In order for a search engine to find your site, it uses something commonly called a 'bot'. A bot is a robot user that periodically trawls through every link on your site looking for relevant info. Usually that's a good thing but some bots are a little overzealous.
For instance, recently we had a user whose site bandwidth was being eaten up at the rate of 4GB a week by a Russian search engine bot from yandex.ru. Yandex.ru is larger than Google in Russia but their search engine was eating bandwidth trawling through a site that would be of little interest to Russians.
Here's how we block it.
First we create a robots.txt file following the instructions at http://www.robotstxt.org/robotstxt.html. There's lots of info about bots at robotstxt.org that is useful and usually a robots.txt is enough.
But, the Yanex search bot ignores robots.txt.
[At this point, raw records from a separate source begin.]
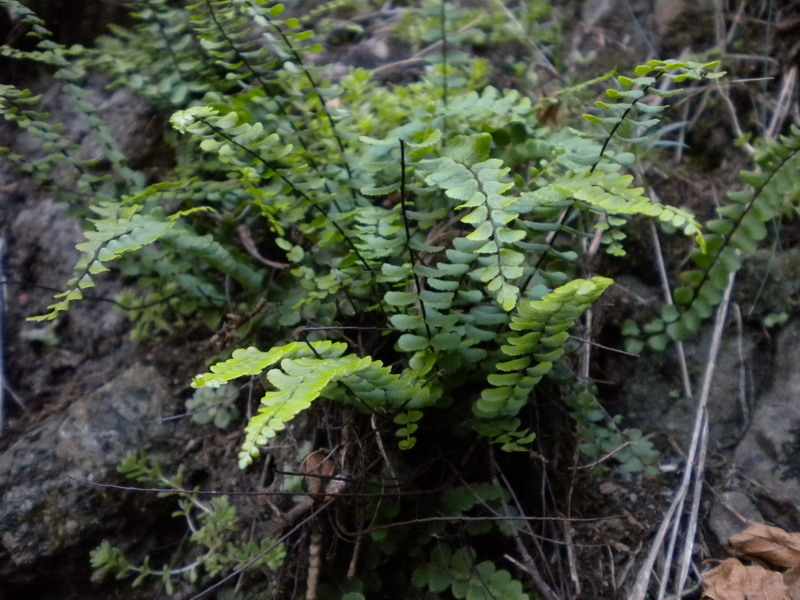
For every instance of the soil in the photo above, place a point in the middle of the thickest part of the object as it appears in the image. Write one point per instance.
(60, 374)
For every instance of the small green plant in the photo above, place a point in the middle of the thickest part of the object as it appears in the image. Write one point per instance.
(217, 544)
(420, 251)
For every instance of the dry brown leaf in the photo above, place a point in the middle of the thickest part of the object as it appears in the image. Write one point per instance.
(771, 544)
(731, 580)
(792, 580)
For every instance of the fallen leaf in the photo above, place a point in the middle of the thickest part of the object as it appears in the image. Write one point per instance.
(771, 544)
(792, 580)
(731, 580)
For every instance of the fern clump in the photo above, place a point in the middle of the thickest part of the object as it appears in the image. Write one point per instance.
(414, 253)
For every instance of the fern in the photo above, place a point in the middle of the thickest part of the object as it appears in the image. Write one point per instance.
(545, 323)
(735, 234)
(306, 372)
(469, 176)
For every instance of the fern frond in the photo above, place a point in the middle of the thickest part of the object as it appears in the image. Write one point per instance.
(735, 234)
(480, 183)
(545, 324)
(612, 194)
(305, 373)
Next we add the following to .htaccess in the public_html web root
# mod_rewrite on
Options +FollowSymLinks
RewriteEngine on
RewriteBase /
# Block bots we don't care about
RewriteCond %{HTTP_USER_AGENT} Yandex [NC,OR]
RewriteRule ^/.* [F]
This works by looking at the 'user agent' of the incoming bot and giving it a FAIL result if it matches 'Yandex'. It relies on Apache's mod_rewrite rules to work.